E. Given the length of time in which the Rosen- Durling test has been applied, would eliminating or modifying the design patent obviousness test cause uncertainty in an otherwise settled area of law?

F.  To the extent not addressed in the responses to the questions above, what differences, if any, between design patents and utility patents are relevant to the obviousness inquiry, and what role should these differences play in the test for obviousness of design patents?

Item E is interesting since the Federal Circuit, in its decisions about judicial exceptions, is all over the map with no consistency between panels which is the primary problem patentees face.
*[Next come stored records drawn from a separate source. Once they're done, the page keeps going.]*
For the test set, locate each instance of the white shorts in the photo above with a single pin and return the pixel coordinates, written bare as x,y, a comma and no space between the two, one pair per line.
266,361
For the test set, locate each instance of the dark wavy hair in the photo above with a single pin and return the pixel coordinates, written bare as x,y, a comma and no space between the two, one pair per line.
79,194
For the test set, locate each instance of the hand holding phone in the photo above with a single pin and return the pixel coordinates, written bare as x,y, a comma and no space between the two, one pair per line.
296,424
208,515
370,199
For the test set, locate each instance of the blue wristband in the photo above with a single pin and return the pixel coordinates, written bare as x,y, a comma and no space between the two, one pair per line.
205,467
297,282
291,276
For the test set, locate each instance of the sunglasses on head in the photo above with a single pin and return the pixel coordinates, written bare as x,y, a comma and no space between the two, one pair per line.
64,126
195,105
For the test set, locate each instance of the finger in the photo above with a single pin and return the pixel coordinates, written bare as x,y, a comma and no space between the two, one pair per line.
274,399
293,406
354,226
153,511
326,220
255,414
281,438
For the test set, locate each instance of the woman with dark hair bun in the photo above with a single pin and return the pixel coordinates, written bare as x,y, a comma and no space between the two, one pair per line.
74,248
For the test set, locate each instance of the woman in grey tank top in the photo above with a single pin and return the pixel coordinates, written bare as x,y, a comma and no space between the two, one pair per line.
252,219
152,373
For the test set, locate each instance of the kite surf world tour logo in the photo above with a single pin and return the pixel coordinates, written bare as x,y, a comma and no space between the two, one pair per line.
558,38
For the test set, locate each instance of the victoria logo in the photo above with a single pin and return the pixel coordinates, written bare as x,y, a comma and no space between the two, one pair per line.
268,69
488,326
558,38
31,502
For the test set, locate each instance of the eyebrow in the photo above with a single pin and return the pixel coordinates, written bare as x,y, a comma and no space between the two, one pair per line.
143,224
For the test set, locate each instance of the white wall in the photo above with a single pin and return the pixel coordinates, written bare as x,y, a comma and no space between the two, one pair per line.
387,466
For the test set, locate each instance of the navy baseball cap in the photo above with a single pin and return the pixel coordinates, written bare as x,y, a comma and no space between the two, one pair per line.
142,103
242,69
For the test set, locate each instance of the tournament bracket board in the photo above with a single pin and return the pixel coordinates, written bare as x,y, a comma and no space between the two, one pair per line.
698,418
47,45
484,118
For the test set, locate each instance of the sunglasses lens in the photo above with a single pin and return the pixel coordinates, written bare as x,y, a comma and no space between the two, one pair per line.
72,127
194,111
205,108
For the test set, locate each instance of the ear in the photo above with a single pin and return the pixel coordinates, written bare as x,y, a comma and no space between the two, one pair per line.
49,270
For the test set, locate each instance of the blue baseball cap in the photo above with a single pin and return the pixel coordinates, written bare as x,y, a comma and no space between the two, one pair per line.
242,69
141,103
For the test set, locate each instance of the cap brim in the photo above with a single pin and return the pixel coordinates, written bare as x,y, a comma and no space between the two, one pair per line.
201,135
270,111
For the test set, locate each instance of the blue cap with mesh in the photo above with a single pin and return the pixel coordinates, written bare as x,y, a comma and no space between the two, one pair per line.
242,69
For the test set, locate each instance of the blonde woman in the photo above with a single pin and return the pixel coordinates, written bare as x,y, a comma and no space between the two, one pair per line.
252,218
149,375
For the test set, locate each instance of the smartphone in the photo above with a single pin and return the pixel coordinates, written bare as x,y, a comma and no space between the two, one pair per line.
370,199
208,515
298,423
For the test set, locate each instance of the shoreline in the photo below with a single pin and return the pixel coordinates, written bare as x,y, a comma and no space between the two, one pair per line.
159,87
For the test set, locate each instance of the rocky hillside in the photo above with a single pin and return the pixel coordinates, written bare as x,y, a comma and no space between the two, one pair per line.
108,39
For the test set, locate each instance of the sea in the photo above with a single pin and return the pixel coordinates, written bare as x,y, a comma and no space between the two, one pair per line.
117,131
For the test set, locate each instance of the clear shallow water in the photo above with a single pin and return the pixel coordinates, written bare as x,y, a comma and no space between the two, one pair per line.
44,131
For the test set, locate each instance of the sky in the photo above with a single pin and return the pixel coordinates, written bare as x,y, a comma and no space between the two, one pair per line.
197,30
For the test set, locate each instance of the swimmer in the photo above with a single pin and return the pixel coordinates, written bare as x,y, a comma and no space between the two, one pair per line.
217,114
One problem facing the court is that historically courts, including the Supreme Court, have varied how they understand the question of design patent obviousness. Until the 1902 design patent law amendment it often appeared that novelty was the sole test. The Patent Office considered that the 1902 Act placed design patents where they belonged, between copyrights and utility patents. The 1902 Act replaced “useful” for design patents with “ornamental.” The Act also deleted reference to designs produced byindustry, genius, efforts, and expense which courts had interpreted as indicating a lower threshold for patentability. The impact of the Act was to reduce the issuance of design patents from 1,734 in 1901 to 640 in 1902.  As to length of time the Rosen-Durling test being in place, whether it’s been 26 years as Durling or 40 years as Rosen, if it’s wrong it should be fixed.  

The Court should consider the objective of the design patent law as the Supreme Court considered the objective of the enablement requirement in Amgen v. Sanofi and its history. This will lead the Court to a better result but is requires reviewing the over 180-year history of design patents in the United States.

An interesting discussion of design obviousness is by Du Mont, “A Non-Obvious Design: Reexamining the Origins of the Design Patent Standard,” Gonzaga Law Review, vol. 45:3, (2009) 531-609.